“I had been struggling to concentrate... Something weird was happening in my guts. Shit, I thought. I am going to puke. I knew I shouldn’t have had two sausage rolls... I was convinced I was about to detonate... Nothing made sense to any one of my senses. This was possession, pure and simple. I wanted to climb out of my skin like a pair of trousers,” writes Eleanor Morgan, describing her first ever panic attack during her double biology class on Mitochondria.
Journalist Eleanor Morgan, who has worked with The Guardian, The Times, Independent, Vogue and Vice, among others, uses her close encounters with anxiety to take a deep dive into anxiety disorders, which affects 3.6% of the world’s population.
The racy first-person narrative explains how easily people with anxiety disorders learn to mask their symptoms and hide in plain sight just because others can’t see what is going on inside their head.
Morgan’s anxiety disorder took root when she was 17 years old and was operated for an infected appendix, which had made a few inches of her bowel gangrenous and caused septicaemia, a severe blood infection.

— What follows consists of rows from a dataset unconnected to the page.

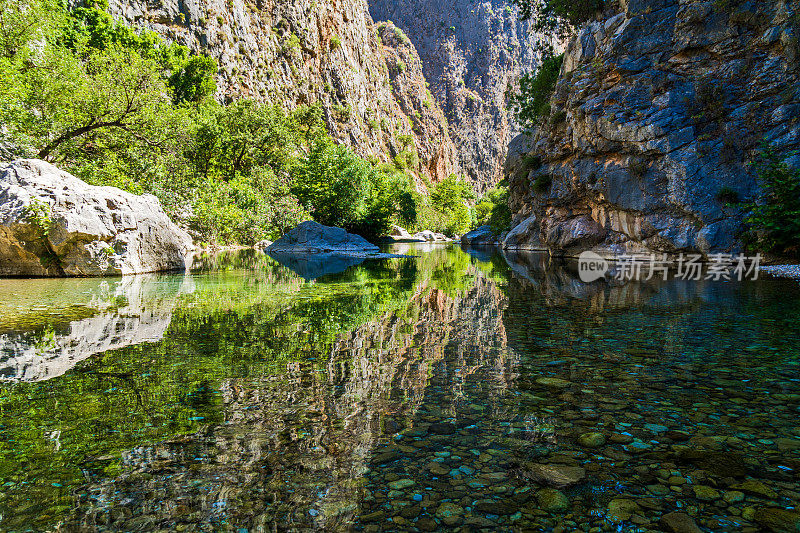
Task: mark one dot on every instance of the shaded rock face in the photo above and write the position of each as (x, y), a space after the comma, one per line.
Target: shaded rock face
(306, 52)
(472, 53)
(660, 106)
(313, 237)
(82, 230)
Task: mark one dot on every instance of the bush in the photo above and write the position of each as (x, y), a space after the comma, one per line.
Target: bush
(774, 219)
(493, 210)
(194, 80)
(727, 195)
(533, 99)
(558, 15)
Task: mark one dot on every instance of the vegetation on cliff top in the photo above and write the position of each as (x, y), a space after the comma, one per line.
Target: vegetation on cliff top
(774, 218)
(117, 106)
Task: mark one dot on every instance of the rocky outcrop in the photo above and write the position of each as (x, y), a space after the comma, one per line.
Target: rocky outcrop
(472, 53)
(53, 224)
(658, 111)
(480, 235)
(307, 52)
(313, 237)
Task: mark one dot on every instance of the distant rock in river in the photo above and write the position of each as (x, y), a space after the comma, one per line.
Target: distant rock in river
(313, 237)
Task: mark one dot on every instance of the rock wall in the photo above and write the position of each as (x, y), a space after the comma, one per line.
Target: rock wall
(472, 54)
(305, 52)
(659, 109)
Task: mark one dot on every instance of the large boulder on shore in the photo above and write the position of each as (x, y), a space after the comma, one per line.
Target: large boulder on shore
(313, 237)
(480, 235)
(54, 224)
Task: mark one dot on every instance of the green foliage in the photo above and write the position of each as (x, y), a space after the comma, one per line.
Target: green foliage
(557, 16)
(533, 99)
(194, 81)
(493, 210)
(774, 219)
(341, 189)
(447, 210)
(116, 106)
(727, 195)
(38, 214)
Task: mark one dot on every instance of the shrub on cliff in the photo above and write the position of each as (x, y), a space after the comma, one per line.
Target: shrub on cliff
(533, 100)
(493, 210)
(557, 17)
(774, 218)
(447, 209)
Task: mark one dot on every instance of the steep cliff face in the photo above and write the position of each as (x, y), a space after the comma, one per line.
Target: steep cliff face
(658, 111)
(305, 52)
(471, 52)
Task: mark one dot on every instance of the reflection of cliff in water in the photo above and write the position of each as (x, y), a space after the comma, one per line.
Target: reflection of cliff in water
(293, 449)
(91, 316)
(552, 311)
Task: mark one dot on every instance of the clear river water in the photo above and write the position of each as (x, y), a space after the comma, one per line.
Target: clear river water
(457, 390)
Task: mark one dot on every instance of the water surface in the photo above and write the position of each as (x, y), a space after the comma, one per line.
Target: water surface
(452, 390)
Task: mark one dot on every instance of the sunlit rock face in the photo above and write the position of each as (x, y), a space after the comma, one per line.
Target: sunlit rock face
(298, 447)
(54, 224)
(472, 54)
(658, 112)
(310, 52)
(108, 315)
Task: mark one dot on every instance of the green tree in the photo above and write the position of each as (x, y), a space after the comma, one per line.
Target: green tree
(533, 99)
(557, 17)
(493, 210)
(774, 218)
(194, 81)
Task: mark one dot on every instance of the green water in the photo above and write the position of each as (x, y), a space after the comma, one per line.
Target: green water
(444, 392)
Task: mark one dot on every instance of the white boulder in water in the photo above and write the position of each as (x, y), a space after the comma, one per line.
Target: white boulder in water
(54, 224)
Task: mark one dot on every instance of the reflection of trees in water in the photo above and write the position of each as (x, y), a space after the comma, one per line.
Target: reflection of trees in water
(292, 449)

She survived the illness. But, an incident was permanently etched in her memory. She had lost control of her bowels when her granddad visited her in hospital. From then on, her life was governed by the two syllables -- ‘What if’. So much so that Morgan would carefully map every travel plan and keep an eye out for toilets and exit signs wherever she went wondering ‘what if’ she had another episode.
It took Morgan 15 years to finally take charge of her life, mainly because she had trust issues with her therapist, she believed that her condition could not be treated, she feared that no one would understand her and that taking a medicine would make her a mental health statistic.
When her anxiety spiralled out of control, instead of taking medication, she was addicted to Google and online forums to research on antidepressants that could and did help with her symptoms. “The anxious mind is prone to fixate and, for me, the fixation was directed at something that could, potentially, help stop me fixating. There’s a punchline in there somewhere,” the author writes, adding humour to the narrative.
The book is not just about Morgan investigating the roots of her own anxiety, but also about her accepting it as a part of life. Through the book, she discovers ways in which people with anxiety disorders can live a life that is not just manageable, but enjoyable.